O mesmo pode ser dito sobre 1997, dez anos depois – às avessas. Enquanto o parâmetro dez anos antes confundia qualidade com tamanho, o ano sete dos anos 90 inverte a lógica e valeu tudo – é quando indústria do disco pisa no acelerador do sucesso rápido, imediato, e entope as veias do imaginário coletivo com gordura saturada em forma de hits de rádio. Assim, o ano viu a morte do britpop, do gangsta rap e do rock alternativo, ao mesmo tempo em que ascensão da eletrônica inglesa e do nü metal americano era coadjuvante de um mundo pop em que o mundo de celebridades e da música pop começam a inchar juntos. Paul McCartney torna-se Sir, Elton John chora a morte da princesa Diana. É o ano das Spice Girls e do OK Computer, de “Bittersweet Symphony” e “Mmmmbop”, de “Block Rockin’ Beats” e “Firestarter”, mas também de “Barbie Girl” e da música do Puff Daddy com sample de Police. O pop vive uma de suas fases mais prolíficas e esquizofrênicas – e o Napster dois anos depois só entortariam as coisas ainda mais, ao tirar o controle das gravadoras de disco.
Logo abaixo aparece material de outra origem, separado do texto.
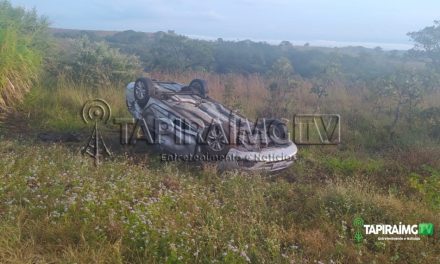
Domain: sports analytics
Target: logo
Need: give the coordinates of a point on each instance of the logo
(96, 110)
(391, 232)
(426, 229)
(358, 224)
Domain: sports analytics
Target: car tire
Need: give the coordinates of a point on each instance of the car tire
(143, 89)
(216, 141)
(199, 87)
(278, 131)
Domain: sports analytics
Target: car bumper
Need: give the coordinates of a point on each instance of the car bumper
(268, 159)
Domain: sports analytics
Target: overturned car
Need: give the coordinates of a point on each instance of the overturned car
(187, 124)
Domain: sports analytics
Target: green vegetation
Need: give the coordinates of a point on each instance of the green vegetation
(22, 44)
(57, 207)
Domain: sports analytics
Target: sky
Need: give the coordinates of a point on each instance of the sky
(321, 23)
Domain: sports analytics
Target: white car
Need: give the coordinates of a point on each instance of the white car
(189, 125)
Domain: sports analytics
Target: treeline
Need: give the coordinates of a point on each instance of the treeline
(169, 51)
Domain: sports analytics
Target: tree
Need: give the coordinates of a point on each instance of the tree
(281, 87)
(401, 92)
(427, 42)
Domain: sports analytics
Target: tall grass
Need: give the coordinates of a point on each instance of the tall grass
(22, 35)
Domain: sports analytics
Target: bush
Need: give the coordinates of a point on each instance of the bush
(96, 64)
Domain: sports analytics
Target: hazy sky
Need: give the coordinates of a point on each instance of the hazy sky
(351, 21)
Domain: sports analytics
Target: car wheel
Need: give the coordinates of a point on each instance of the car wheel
(143, 88)
(199, 87)
(278, 132)
(216, 142)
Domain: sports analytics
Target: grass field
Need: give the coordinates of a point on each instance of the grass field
(57, 207)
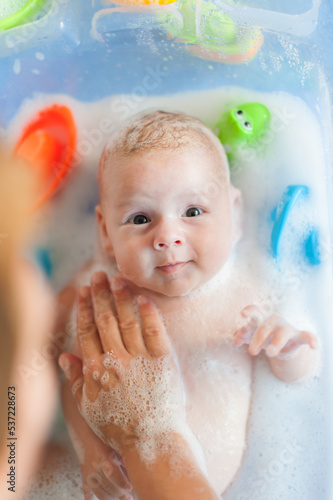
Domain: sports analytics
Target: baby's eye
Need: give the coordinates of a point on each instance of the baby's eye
(139, 219)
(193, 212)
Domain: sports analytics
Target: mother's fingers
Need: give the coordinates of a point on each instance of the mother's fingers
(128, 322)
(106, 321)
(72, 368)
(154, 332)
(88, 337)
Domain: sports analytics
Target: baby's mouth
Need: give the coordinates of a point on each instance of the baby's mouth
(173, 267)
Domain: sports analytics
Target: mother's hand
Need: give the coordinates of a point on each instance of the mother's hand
(127, 380)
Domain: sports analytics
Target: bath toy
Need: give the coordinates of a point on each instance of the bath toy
(211, 34)
(48, 144)
(291, 196)
(16, 12)
(242, 126)
(312, 247)
(42, 256)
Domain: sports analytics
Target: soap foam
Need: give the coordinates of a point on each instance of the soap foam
(8, 8)
(155, 414)
(280, 413)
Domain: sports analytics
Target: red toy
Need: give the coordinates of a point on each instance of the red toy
(48, 145)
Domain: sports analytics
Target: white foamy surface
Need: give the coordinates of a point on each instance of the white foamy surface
(288, 452)
(9, 7)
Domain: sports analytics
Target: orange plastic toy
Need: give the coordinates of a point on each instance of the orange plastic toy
(48, 145)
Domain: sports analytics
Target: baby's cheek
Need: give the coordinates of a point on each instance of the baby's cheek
(134, 264)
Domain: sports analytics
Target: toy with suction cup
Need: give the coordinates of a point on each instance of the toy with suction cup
(48, 145)
(209, 33)
(24, 12)
(243, 125)
(290, 198)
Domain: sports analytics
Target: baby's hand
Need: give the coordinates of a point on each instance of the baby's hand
(129, 383)
(273, 334)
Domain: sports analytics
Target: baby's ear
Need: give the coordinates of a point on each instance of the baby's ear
(103, 236)
(237, 213)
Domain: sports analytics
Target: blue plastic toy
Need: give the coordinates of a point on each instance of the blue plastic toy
(291, 196)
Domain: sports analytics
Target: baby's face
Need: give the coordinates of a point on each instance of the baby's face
(167, 220)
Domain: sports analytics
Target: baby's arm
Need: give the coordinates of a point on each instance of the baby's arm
(129, 389)
(293, 354)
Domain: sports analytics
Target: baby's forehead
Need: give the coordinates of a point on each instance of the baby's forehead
(125, 174)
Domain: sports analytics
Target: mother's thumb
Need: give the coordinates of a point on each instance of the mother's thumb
(72, 367)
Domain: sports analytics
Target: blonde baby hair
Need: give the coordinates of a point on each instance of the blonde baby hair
(161, 130)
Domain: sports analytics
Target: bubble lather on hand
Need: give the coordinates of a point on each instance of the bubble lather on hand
(161, 410)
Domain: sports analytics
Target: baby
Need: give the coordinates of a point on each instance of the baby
(169, 220)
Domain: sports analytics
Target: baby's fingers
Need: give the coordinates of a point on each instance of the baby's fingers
(264, 333)
(153, 330)
(309, 338)
(72, 368)
(281, 338)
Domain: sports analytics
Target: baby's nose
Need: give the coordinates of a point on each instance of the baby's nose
(167, 236)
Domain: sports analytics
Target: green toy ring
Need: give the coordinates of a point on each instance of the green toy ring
(23, 15)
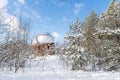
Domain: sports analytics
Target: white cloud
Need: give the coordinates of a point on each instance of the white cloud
(21, 1)
(77, 8)
(59, 3)
(55, 34)
(8, 19)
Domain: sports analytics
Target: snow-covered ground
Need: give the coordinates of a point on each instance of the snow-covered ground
(52, 68)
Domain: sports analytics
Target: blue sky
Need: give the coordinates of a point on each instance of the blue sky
(54, 16)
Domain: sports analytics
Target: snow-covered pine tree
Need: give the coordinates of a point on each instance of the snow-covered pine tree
(109, 34)
(90, 42)
(73, 48)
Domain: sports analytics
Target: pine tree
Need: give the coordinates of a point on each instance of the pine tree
(73, 48)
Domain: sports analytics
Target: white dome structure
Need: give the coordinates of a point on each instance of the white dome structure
(43, 44)
(43, 38)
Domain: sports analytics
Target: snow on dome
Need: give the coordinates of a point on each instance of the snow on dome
(43, 38)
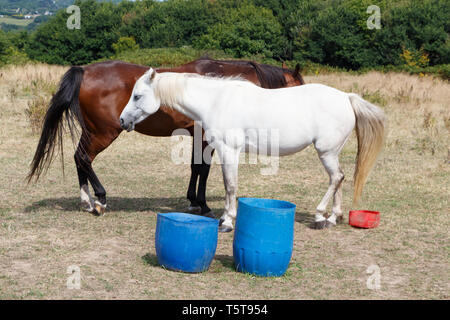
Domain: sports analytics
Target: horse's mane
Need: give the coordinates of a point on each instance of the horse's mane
(270, 77)
(171, 85)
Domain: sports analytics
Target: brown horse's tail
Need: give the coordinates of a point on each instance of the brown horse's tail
(370, 132)
(297, 75)
(64, 102)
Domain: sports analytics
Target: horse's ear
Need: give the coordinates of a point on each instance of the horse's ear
(150, 75)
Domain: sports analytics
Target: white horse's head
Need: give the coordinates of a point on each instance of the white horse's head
(142, 103)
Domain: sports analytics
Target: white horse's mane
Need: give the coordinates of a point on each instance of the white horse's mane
(170, 86)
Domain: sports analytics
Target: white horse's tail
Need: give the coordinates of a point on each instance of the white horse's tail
(370, 132)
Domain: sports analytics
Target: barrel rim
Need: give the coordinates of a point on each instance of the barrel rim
(289, 205)
(193, 218)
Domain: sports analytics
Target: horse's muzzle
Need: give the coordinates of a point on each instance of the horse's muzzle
(126, 126)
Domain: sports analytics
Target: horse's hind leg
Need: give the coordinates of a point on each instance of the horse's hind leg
(337, 202)
(83, 160)
(194, 207)
(201, 192)
(330, 161)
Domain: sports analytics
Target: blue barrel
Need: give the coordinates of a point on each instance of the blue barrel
(185, 242)
(263, 236)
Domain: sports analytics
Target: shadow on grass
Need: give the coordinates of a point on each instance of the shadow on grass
(305, 218)
(151, 260)
(117, 204)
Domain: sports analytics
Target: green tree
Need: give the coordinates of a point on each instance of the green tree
(53, 42)
(246, 31)
(172, 23)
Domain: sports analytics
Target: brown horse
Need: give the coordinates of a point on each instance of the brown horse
(95, 96)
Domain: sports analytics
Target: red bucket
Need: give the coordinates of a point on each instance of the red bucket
(364, 219)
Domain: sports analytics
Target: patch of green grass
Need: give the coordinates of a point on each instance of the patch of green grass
(17, 22)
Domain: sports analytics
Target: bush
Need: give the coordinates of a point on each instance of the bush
(125, 44)
(54, 43)
(166, 57)
(246, 31)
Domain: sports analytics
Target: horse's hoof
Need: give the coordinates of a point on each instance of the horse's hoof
(319, 225)
(195, 209)
(100, 208)
(209, 214)
(225, 229)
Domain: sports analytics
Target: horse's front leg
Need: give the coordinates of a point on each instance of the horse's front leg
(230, 163)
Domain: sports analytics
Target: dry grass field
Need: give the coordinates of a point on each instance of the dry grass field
(42, 231)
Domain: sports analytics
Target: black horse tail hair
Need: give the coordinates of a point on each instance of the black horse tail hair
(297, 75)
(65, 102)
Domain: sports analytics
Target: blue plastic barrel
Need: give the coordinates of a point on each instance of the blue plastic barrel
(185, 242)
(263, 236)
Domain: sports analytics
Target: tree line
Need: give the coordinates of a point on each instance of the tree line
(332, 32)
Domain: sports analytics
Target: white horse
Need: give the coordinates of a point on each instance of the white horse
(303, 115)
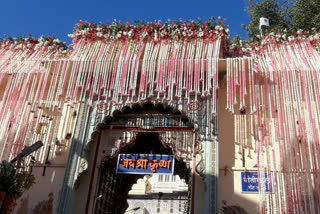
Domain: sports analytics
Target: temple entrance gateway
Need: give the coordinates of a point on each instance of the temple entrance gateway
(153, 130)
(113, 189)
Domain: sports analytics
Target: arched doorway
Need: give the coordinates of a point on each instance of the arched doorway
(140, 129)
(113, 188)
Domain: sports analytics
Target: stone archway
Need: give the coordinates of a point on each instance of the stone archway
(81, 178)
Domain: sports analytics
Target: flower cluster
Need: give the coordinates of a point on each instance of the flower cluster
(33, 43)
(152, 31)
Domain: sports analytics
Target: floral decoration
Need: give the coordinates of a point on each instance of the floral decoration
(33, 43)
(152, 31)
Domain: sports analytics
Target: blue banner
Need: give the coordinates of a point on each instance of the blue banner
(250, 182)
(153, 122)
(145, 164)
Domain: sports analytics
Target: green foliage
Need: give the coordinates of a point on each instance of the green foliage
(12, 182)
(279, 15)
(283, 14)
(306, 14)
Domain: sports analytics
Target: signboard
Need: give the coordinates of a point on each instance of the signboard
(250, 184)
(155, 121)
(145, 164)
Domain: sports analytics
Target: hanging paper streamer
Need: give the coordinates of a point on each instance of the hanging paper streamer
(41, 83)
(283, 83)
(31, 103)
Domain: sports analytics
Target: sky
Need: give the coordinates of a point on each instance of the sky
(58, 17)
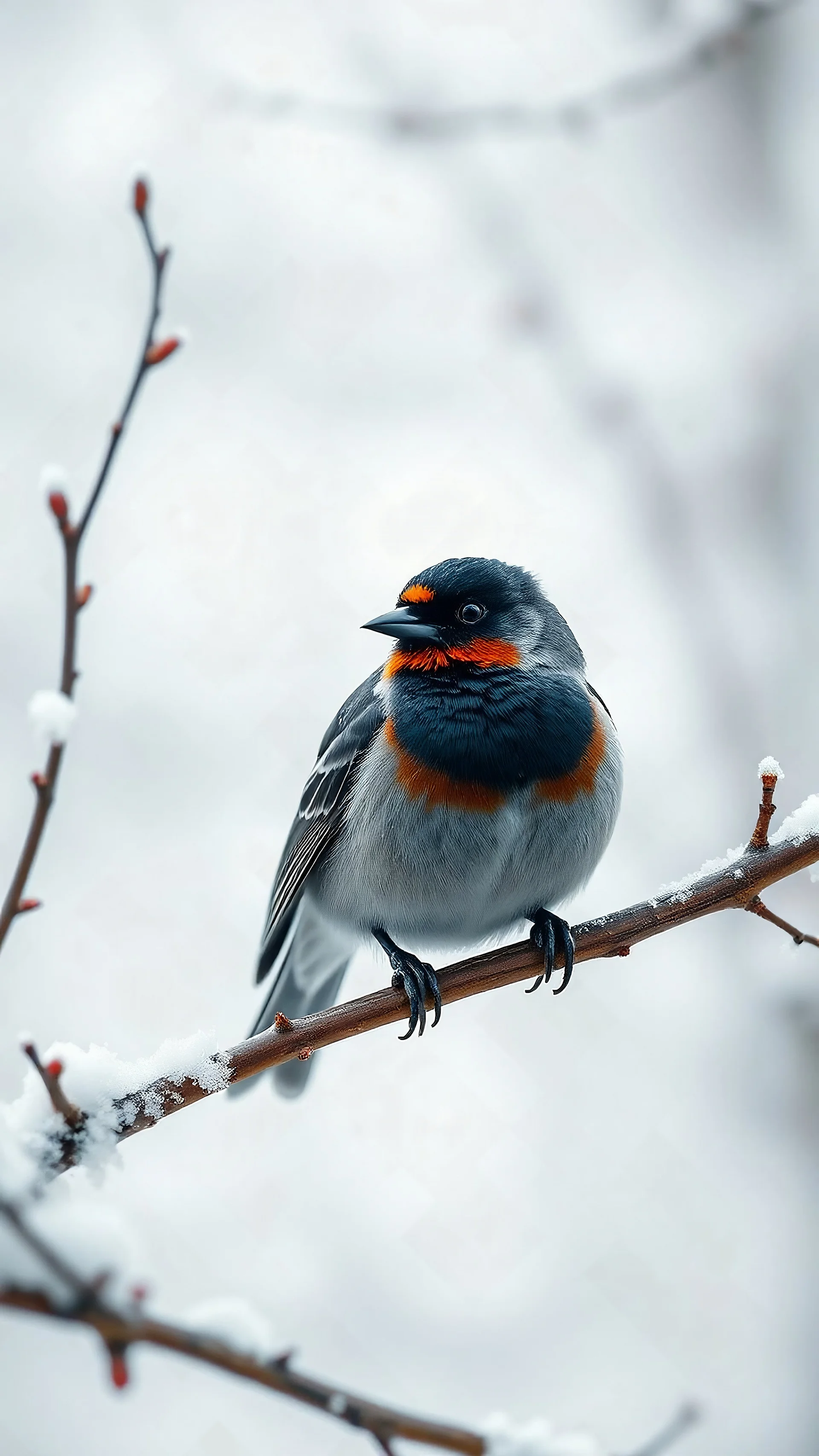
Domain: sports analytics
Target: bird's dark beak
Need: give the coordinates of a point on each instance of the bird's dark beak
(405, 622)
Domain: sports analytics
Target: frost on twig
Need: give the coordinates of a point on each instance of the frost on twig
(102, 1096)
(59, 1264)
(125, 1099)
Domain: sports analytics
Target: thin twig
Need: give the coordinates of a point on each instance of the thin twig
(76, 599)
(688, 57)
(53, 1261)
(120, 1331)
(50, 1078)
(767, 810)
(799, 937)
(737, 886)
(688, 1416)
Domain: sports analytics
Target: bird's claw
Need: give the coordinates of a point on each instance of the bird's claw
(546, 928)
(419, 982)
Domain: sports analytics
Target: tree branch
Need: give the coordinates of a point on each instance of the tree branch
(734, 886)
(120, 1330)
(693, 54)
(75, 598)
(382, 1421)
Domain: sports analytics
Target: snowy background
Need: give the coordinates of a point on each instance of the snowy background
(592, 355)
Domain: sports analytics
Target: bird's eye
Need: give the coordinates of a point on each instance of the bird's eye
(469, 613)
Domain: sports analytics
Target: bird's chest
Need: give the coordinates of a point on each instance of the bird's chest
(488, 732)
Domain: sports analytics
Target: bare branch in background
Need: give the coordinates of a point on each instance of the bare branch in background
(734, 884)
(86, 1305)
(76, 598)
(690, 54)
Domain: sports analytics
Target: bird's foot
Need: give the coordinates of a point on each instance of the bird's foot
(547, 933)
(418, 980)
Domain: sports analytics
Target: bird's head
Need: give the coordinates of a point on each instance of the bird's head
(478, 612)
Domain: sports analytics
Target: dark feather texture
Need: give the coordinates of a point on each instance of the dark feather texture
(320, 813)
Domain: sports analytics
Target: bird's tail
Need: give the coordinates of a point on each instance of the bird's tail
(308, 976)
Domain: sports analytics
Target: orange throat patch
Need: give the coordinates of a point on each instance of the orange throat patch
(482, 653)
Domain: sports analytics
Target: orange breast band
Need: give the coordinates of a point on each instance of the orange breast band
(437, 788)
(582, 778)
(482, 653)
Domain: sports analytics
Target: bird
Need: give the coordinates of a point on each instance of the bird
(465, 788)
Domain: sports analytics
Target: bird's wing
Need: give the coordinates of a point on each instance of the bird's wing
(322, 810)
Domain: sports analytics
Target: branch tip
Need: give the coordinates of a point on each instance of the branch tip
(156, 353)
(140, 197)
(50, 1076)
(59, 506)
(798, 937)
(767, 808)
(118, 1368)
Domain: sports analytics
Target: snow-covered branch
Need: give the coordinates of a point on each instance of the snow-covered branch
(117, 1100)
(233, 1337)
(668, 63)
(53, 712)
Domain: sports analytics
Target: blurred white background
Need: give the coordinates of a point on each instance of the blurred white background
(594, 355)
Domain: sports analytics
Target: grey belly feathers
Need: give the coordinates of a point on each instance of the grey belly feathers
(431, 877)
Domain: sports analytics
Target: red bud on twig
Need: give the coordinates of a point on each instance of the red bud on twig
(59, 506)
(118, 1369)
(160, 352)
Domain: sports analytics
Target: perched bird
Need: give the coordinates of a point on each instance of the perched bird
(465, 788)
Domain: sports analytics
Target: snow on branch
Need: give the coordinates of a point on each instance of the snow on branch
(116, 1100)
(680, 57)
(230, 1336)
(53, 712)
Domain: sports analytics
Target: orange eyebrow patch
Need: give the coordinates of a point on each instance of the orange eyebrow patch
(581, 779)
(437, 788)
(482, 653)
(418, 593)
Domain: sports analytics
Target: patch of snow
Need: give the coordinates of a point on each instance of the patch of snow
(53, 478)
(534, 1439)
(110, 1091)
(91, 1238)
(799, 826)
(680, 890)
(52, 715)
(236, 1324)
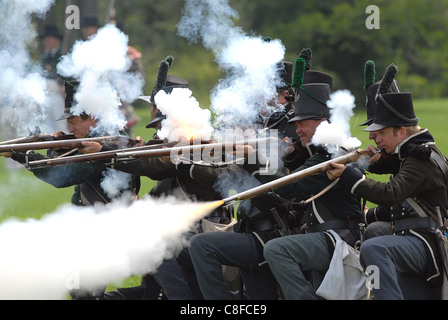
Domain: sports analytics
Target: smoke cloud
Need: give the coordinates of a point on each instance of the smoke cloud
(184, 117)
(101, 66)
(250, 63)
(335, 135)
(91, 246)
(23, 95)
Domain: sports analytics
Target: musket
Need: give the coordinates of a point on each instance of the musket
(36, 138)
(67, 143)
(191, 149)
(165, 149)
(96, 156)
(314, 170)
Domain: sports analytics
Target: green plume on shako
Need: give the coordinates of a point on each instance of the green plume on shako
(306, 54)
(369, 74)
(388, 79)
(299, 72)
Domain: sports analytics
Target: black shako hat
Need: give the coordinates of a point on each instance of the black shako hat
(372, 87)
(52, 31)
(159, 115)
(393, 110)
(286, 68)
(71, 85)
(164, 82)
(312, 103)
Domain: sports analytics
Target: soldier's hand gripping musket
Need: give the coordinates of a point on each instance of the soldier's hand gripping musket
(67, 142)
(191, 147)
(317, 169)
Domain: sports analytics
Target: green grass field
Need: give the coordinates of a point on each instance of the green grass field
(23, 196)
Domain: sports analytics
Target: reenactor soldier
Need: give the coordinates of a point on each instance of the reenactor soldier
(330, 216)
(264, 218)
(414, 200)
(86, 177)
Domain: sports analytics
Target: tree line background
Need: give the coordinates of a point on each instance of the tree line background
(412, 35)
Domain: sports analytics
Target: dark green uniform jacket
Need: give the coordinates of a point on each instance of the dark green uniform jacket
(334, 205)
(86, 177)
(419, 180)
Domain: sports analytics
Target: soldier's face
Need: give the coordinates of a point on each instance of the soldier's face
(306, 129)
(389, 138)
(80, 127)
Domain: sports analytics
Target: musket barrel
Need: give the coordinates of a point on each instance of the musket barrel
(319, 168)
(68, 143)
(152, 144)
(189, 148)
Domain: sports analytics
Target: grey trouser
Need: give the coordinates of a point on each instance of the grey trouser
(391, 256)
(289, 257)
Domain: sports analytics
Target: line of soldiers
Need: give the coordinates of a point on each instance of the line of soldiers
(282, 243)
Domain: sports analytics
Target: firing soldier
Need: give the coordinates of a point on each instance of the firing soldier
(414, 200)
(176, 275)
(331, 215)
(86, 177)
(262, 219)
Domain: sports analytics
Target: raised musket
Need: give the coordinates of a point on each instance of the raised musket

E assim, chegamos a 2007. O que o ano que termina hoje tem a ver com o ano que viu a internacionalização do rock, o ano da psicodelia, o do punk e o da discoteca, o dos últimos gigantes e o do domínio da indústria de discos? Você acha que nem os anos têm a ver entre si, muito menos com fatos típicos do ano que acaba hoje, como o experimento Radiohead, o fenômeno emo, o show do LCD Soundsystem, a decadência pública de Amy Winehouse, o fim do Los Hermanos, a ascensão do celular e da música instrumental? Tou começando a retrospectiva 2007 do Trabalho Sujo com atraso, mas o sete desse ano não foi em vão.